# Kohler CV13T hard to pull



## Bob O (Jul 8, 2006)

I am looking at a 13 HP Kohler and I think the ACR might be causing a hard pulling condition on this engine because when I pull the plug it pulls a lot easier. 
The exhaust vale does move a bit right after the intake valve and the valves are of the non-adjustable type.

So, does anyone know how to troubleshoot the ACR on these engines?

Thanks,
Bob


----------



## 30yearTech (Sep 14, 2006)

Kohler command engines have hydraulic lifters, if they set for a long time the lifters will bleed down and render the compression release inoperative. Usually running the engine for a short time will take care of the problem. The problem may reoccur if this engine is not run frequently.
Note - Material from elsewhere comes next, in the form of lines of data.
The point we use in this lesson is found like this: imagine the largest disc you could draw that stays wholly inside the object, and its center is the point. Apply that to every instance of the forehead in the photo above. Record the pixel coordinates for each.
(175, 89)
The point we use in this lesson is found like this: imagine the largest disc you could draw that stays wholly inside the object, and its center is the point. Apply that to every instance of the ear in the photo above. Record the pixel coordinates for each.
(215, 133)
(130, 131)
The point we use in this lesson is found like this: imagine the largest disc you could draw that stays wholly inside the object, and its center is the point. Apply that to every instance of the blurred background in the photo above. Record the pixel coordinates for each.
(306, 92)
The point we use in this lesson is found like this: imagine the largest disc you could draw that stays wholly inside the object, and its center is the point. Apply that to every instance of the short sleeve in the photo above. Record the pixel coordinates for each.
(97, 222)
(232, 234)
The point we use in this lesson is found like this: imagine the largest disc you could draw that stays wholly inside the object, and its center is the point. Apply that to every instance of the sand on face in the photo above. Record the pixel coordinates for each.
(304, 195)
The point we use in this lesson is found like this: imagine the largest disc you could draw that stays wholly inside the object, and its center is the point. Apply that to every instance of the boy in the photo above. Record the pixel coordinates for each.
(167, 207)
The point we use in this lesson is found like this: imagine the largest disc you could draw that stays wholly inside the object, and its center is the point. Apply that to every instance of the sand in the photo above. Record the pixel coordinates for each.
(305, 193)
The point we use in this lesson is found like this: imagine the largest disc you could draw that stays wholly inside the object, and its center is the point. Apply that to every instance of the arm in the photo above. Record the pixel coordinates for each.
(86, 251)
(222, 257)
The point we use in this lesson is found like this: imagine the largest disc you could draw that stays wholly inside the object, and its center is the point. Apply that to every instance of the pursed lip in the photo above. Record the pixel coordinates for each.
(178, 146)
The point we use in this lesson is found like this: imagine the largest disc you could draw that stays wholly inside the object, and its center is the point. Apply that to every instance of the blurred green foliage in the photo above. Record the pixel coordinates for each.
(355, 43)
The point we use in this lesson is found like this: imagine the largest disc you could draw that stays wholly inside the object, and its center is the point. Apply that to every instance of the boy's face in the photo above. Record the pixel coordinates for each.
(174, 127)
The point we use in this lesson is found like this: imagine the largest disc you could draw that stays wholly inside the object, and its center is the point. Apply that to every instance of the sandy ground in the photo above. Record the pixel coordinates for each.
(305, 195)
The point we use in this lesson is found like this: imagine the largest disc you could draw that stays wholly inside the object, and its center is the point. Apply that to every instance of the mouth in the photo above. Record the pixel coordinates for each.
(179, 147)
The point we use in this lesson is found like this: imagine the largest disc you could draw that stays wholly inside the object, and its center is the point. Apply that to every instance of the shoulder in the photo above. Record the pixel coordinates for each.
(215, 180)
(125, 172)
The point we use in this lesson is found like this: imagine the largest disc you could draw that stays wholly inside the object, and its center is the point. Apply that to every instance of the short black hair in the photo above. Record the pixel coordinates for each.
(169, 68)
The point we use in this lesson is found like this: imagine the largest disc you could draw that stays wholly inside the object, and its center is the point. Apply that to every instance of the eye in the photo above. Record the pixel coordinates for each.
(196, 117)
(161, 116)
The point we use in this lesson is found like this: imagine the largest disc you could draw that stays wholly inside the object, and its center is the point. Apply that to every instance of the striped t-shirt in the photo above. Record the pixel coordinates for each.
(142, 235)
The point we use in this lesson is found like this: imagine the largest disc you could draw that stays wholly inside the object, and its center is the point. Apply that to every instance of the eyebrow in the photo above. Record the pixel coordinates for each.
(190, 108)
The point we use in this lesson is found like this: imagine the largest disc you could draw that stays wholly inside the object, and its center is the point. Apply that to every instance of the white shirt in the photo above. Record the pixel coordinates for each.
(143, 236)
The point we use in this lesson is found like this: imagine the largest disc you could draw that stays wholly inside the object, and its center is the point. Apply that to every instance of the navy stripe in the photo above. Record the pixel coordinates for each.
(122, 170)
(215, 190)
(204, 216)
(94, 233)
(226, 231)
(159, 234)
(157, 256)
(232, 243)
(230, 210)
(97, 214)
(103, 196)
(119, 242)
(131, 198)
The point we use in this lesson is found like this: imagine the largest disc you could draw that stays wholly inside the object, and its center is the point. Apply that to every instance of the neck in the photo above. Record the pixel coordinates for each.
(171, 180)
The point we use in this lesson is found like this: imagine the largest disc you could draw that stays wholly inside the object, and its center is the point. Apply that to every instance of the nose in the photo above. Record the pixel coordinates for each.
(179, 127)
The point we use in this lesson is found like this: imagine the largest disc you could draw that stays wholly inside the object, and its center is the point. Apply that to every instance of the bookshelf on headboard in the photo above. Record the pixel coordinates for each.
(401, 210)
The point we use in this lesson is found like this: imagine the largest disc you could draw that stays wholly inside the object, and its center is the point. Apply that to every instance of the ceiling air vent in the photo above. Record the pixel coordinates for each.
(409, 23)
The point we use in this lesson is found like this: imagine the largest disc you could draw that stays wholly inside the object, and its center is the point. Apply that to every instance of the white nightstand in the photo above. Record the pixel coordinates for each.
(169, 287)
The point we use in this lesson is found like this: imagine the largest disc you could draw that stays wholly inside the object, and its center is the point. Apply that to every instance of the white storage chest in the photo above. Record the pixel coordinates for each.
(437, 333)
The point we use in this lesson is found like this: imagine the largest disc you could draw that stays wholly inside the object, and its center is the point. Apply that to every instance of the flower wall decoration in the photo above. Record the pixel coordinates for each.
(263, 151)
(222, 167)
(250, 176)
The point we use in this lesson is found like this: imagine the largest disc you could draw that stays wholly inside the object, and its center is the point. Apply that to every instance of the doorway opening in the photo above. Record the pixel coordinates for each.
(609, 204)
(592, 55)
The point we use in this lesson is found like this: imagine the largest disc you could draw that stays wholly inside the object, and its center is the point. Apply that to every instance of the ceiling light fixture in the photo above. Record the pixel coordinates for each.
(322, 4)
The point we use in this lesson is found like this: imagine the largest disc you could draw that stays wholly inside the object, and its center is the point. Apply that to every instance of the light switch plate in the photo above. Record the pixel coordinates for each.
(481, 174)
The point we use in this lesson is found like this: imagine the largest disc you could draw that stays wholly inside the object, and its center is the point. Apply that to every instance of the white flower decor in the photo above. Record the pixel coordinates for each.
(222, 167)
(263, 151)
Slowly pull the starter rope until the engine is on the compression stroke, then let the rope recoil back into the starter before pulling it to start. Be careful these engines have quite a bit of compression and can yank the rope out of your hand, and that can hurt your hand and fingers quite a bit.


----------



## Bob O (Jul 8, 2006)

Thanks 30yearTech.

I did a comp test as Kohler recommended and it was with in the spec of about 65-85 with the ACR functioning correctly but for some reason it seemed to pull easer this time around.
I will have to check into your lifter suggestion because it did seem to pull easer and oil was coming out of the push rods. Thanks for that tip.

Thanks,
Bob O.


----------